Surfaced from @informalsystems security feedback for Interchain Security, at commit 57b47af1

Problem

Presently Interchain Security (ICS) takes drastic measures on any encountered error: e.g., panics in BeginBlocker or EndBlocker (thus halting the chain, provider or consumer), or closes the channel (thus effectively killing a particular consumer chain). A more commensurate response to errors seems to be possible, which involves modular shutdown of parts of ICS functionality, with the opportunity of re-enabling them later in case the errors are corrected.

Closing criteria

[ ] ICS modules are defined, each possessing a relatively independent functionality
[ ] Criteria for each ICS module / module part are formulated under which:
- it can function normally
- tt should be temporarily disabled
- it can be reenabled, after being disabled previously
- it should be permanently shutdown
[ ] The mechanisms to temporary disable / reenable modules and their parts are defined and implemented

Problem details

There are a number of scenarios when error handling in ICS takes more drastic measures than necessary, e.g. via panicking in BeginBlocker or EndBlocker on encountering some errors that might have a transient nature (see also the related issue ICS#621). This kind of exaggerated response might amplify the damage disproportionally, or convert transient failures into permanent ones. We outline two examples below.
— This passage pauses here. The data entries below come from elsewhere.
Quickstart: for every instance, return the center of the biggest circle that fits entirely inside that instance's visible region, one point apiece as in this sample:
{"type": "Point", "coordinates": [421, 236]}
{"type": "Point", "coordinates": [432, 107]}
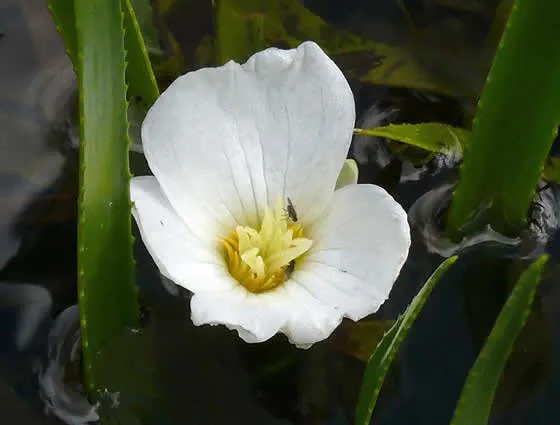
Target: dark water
{"type": "Point", "coordinates": [209, 376]}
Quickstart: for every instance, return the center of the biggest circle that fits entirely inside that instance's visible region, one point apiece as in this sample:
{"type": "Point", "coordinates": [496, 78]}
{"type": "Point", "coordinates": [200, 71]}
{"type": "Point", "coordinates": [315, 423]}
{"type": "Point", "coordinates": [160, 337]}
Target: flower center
{"type": "Point", "coordinates": [262, 260]}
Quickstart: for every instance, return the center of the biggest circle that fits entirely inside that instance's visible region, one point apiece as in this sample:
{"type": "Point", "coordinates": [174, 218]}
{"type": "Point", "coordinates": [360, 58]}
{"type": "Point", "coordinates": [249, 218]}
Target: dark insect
{"type": "Point", "coordinates": [290, 268]}
{"type": "Point", "coordinates": [291, 211]}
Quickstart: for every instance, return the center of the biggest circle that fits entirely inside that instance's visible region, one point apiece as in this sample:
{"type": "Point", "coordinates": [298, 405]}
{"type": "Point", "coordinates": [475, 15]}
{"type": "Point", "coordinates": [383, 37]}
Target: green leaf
{"type": "Point", "coordinates": [515, 124]}
{"type": "Point", "coordinates": [139, 73]}
{"type": "Point", "coordinates": [433, 137]}
{"type": "Point", "coordinates": [477, 396]}
{"type": "Point", "coordinates": [551, 170]}
{"type": "Point", "coordinates": [106, 286]}
{"type": "Point", "coordinates": [379, 362]}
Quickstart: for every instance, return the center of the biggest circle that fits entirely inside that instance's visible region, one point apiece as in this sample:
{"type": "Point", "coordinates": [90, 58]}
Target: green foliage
{"type": "Point", "coordinates": [139, 73]}
{"type": "Point", "coordinates": [379, 362]}
{"type": "Point", "coordinates": [106, 286]}
{"type": "Point", "coordinates": [476, 399]}
{"type": "Point", "coordinates": [514, 126]}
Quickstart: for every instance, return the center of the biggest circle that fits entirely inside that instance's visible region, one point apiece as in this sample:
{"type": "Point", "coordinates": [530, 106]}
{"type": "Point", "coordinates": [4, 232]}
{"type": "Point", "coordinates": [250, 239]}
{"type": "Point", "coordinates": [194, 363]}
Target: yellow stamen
{"type": "Point", "coordinates": [260, 260]}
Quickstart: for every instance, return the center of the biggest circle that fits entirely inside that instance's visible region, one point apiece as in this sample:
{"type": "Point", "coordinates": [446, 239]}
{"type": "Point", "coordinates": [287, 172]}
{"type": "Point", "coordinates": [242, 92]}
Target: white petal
{"type": "Point", "coordinates": [224, 142]}
{"type": "Point", "coordinates": [178, 253]}
{"type": "Point", "coordinates": [359, 247]}
{"type": "Point", "coordinates": [289, 309]}
{"type": "Point", "coordinates": [348, 174]}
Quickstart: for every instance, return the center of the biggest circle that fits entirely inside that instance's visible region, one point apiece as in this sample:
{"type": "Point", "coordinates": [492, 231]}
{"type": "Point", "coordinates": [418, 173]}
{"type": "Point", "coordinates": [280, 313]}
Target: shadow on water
{"type": "Point", "coordinates": [209, 375]}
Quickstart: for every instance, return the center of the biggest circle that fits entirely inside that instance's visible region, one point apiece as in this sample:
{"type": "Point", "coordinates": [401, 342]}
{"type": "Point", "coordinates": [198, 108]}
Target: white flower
{"type": "Point", "coordinates": [228, 146]}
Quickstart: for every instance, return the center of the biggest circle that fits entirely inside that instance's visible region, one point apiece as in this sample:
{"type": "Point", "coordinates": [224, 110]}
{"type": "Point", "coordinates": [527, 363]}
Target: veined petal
{"type": "Point", "coordinates": [178, 253]}
{"type": "Point", "coordinates": [289, 309]}
{"type": "Point", "coordinates": [359, 247]}
{"type": "Point", "coordinates": [226, 142]}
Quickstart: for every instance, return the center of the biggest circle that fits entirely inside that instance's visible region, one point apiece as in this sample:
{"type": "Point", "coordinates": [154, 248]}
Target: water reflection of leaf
{"type": "Point", "coordinates": [359, 339]}
{"type": "Point", "coordinates": [246, 26]}
{"type": "Point", "coordinates": [380, 361]}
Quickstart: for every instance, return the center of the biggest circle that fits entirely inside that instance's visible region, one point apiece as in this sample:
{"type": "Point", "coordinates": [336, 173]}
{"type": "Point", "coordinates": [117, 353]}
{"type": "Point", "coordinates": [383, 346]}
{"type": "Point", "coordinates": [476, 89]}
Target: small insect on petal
{"type": "Point", "coordinates": [290, 268]}
{"type": "Point", "coordinates": [291, 211]}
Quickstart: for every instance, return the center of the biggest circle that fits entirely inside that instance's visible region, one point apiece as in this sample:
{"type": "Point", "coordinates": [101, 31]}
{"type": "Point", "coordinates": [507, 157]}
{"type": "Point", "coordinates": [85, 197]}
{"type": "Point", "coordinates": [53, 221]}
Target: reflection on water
{"type": "Point", "coordinates": [60, 398]}
{"type": "Point", "coordinates": [34, 85]}
{"type": "Point", "coordinates": [208, 376]}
Halting provider chain on the failure to start consumer chain

In x/ccv/provider/keeper/relay.go the following code is present:

// EndBlockCCR contains the EndBlock logic needed for
// the Consumer Chain Removal sub-protocol
func (k Keeper) EndBlockCCR(ctx sdk.Context) {
    currentTime := ctx.BlockTime()
    currentTimeUint64 := uint64(currentTime.UnixNano())

    for _, initTimeoutTimestamp := range k.GetAllInitTimeoutTimestamps(ctx) {
        if currentTimeUint64 > initTimeoutTimestamp.Timestamp {
            // initTimeout expired
            // stop the consumer chain and unlock the unbonding.
            // Note that the CCV channel was not established,
            // thus closeChan is irrelevant
            err := k.StopConsumerChain(ctx, initTimeoutTimestamp.ChainId, false)
            if err != nil {
                panic(fmt.Errorf("consumer chain failed to stop: %w", err))
            }
        }
    }

The above function is called from EndBlock(), thus a provider (Cosmos Hub) would halt on the above panic. On the other hand, the function StopConsumerChain() starts with the following code:

func (k Keeper) StopConsumerChain(ctx sdk.Context, chainID string, closeChan bool) (err error) {
    // check that a client for chainID exists
    if _, found := k.GetConsumerClientId(ctx, chainID); !found {
        return sdkerrors.Wrap(ccv.ErrConsumerChainNotFound,
            fmt.Sprintf("cannot stop non-existent consumer chain: %s", chainID))
    }

Triggering event:
- Failed to start a particular consumer chain
Possible cause:
- Failed to stop the consumer chain, because the client id for it is not found in the store
Effects:
- Provider chain (Cosmos Hub) halts
- All funds of all Cosmos Hub users are frozen
- The whole Cosmos ecosystem experiences hard times, with Atom plummeting

As we can see from the above analysis, halting of the provider (Cosmos Hub) is a disproportionally severe response wrt. the event causing it (the failure to start a consumer chains). There is no justification to halt the Cosmos Hub when a particular consumer chain fails to start.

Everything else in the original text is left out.